How to match variables for analysis of matched pairs

Json Ochs

Join Date: Apr 2022

Posts: 5
#1

How to match variables for analysis of matched pairs

13 Apr 2022, 11:02

Hi Statalist,
Please excuse my ignorance in this post, I am a statistical newbie just getting off the ground with come clinical research and attempting to do a preliminary analysis.

I have data on baseline medical history and outcomes after a procedure. What I'd like to do is match patients based on the presence of a baseline illness (chronic kidney disease) then perform a conditional logistic regression to determine if the presence of other baseline illnesses (anemia) resulted in differing outcomes (acute kidney injury).

I've spent hours reading through the forum and watching youtube videos (and read Allan Acock's book) but am having trouble matching the variables. Have tried the joinby command and tried [egen match = group(ckd)], and a few others. If someone could point me in the right direction I would really appreciate it.

Best,
J
Tags: None
Clyde Schechter

Join Date: Apr 2014

Posts: 29956
#2

13 Apr 2022, 11:50

No need to apologize for being a newbie. We all were at one point.

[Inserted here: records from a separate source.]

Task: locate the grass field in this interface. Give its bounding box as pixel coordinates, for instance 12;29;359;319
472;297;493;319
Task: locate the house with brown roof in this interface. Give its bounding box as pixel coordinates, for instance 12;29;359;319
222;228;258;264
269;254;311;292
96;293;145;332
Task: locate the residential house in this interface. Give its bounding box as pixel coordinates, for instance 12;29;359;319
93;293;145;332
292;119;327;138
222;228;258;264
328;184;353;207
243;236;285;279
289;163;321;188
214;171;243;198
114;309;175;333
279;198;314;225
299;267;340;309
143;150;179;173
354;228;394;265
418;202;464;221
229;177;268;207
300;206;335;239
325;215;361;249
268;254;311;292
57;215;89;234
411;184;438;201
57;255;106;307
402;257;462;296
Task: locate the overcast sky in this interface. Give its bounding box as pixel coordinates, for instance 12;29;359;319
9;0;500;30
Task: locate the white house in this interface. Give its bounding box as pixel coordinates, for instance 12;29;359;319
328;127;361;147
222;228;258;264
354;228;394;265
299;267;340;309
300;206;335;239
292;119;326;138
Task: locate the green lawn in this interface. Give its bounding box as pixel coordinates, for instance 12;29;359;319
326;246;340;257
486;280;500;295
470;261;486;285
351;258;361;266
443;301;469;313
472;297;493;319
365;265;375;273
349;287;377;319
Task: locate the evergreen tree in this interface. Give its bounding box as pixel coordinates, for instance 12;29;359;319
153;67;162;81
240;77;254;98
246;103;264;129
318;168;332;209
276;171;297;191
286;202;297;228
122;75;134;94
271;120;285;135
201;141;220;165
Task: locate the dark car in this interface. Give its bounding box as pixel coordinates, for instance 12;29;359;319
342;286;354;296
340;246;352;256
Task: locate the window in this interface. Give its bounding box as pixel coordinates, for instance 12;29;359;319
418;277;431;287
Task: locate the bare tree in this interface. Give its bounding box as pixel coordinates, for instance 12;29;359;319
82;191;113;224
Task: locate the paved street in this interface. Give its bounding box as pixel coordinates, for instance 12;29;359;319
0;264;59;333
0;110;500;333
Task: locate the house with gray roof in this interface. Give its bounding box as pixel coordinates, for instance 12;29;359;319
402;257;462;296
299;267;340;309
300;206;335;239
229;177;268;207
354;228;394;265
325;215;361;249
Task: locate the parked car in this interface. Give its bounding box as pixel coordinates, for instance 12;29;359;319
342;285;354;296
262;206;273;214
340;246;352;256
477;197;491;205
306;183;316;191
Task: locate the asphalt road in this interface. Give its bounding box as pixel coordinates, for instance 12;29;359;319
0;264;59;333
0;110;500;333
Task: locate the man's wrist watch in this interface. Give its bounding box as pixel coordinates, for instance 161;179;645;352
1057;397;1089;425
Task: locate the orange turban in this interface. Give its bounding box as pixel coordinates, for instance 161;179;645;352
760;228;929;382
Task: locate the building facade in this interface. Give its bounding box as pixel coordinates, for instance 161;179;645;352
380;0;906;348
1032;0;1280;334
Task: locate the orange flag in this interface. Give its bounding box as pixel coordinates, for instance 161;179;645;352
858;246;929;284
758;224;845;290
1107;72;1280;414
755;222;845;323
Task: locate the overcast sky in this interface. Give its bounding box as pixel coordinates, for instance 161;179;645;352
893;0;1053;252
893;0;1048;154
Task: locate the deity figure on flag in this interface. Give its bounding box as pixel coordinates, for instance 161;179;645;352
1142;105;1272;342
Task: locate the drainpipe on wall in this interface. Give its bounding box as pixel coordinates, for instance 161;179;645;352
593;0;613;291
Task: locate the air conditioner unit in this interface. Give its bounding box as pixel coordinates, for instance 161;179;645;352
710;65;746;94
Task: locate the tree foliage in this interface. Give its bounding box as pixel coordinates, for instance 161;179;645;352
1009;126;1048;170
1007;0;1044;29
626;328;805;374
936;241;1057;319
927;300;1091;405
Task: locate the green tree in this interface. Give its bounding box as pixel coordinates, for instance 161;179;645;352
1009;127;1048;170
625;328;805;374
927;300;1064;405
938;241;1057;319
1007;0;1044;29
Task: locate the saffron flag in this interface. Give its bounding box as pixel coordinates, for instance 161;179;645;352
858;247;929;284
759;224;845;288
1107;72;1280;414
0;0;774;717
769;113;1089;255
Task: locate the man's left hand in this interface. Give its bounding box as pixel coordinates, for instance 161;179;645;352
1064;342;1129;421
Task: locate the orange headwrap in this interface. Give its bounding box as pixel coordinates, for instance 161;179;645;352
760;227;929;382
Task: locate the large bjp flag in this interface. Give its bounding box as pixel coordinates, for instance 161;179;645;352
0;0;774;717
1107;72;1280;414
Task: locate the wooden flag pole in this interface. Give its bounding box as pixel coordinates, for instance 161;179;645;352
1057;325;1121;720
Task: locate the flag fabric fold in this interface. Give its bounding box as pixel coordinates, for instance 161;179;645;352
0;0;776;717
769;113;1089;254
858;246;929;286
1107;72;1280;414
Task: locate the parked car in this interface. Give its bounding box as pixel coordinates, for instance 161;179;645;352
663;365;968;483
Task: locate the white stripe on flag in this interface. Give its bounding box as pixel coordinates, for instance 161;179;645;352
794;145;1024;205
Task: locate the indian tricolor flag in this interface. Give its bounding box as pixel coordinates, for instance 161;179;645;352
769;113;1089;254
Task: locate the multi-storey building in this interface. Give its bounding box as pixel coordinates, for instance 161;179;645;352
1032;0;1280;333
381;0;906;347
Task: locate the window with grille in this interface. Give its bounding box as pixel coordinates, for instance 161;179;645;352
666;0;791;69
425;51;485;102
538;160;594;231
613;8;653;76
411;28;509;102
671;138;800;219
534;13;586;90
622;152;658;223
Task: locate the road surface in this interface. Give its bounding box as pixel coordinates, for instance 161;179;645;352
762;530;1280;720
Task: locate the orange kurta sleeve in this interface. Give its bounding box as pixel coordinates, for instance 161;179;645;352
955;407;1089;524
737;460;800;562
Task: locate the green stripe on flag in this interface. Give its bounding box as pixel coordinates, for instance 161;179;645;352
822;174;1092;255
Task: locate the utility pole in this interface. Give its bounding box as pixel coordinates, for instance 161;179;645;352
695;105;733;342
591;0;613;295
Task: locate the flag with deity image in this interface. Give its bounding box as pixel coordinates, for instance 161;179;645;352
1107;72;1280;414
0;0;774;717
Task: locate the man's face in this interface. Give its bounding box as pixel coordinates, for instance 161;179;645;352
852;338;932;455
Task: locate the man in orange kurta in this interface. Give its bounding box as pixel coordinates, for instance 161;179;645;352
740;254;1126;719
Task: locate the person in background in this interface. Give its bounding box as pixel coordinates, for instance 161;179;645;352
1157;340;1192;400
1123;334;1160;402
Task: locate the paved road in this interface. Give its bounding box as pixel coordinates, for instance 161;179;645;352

Since you have already spent hours reading and watching videos, it is unlikely that writing a paragraph explaining the kinds of commands that are generally used for matching will be helpful. Better would be to show you the actual code that will accomplish it in your data. But that depends on how your data are set up. So you need to post back and use the -dataex- command to post a representative example (containing both observations with and without CKD, and with and without anemia). If you are running version 17, 16 or a fully updated version 15.1 or 14.2, -dataex- is already part of your official Stata installation. If not, run -ssc install dataex- to get it. Either way, run -help dataex- to read the simple instructions for using it. -dataex- will save you time; it is easier and quicker than typing out tables. It includes complete information about aspects of the data that are often critical to answering your question but cannot be seen from tabular displays or screenshots. It also makes it possible for those who want to help you to create a faithful representation of your example to try out their code, which in turn makes it more likely that their answer will actually work in your data.

Now, you won't want to include any identifying data in that example. So if our individual study subjects are identified by a medical record number or something like that, you should create a pseudo-identifier. -egen pseudo_id = group(mrn)- (where mrn is replaced by the actual name of the medical record number variable or whatever the identifier is) and include the pseudo_id but not the medical record number in the example you show. Since things like age are apparently not being used in the matching, don't include them either.

You will also need to clarify a few things about the kind of matching you want to do. Do you want to match 1:1? Or do you want multiple patients with CKD for each non-CKD patient? Or the other way around? If multiple, how many? Another important thing you need to say is whether you want matching with or without replacement. (In matching without replacement, the same person cannot serve as a control for more than one case, whereas in matching with replacement they can. There is no statistical reason to prefer matching without replacement, and matching with replacement is easier to code. But some people have a strong aesthetic preference for matching without replacement.)
Comment

Json Ochs

Join Date: Apr 2022
Posts: 5

16 Apr 2022, 14:48

Thank you so much. I appreciate your help and your time in doing so.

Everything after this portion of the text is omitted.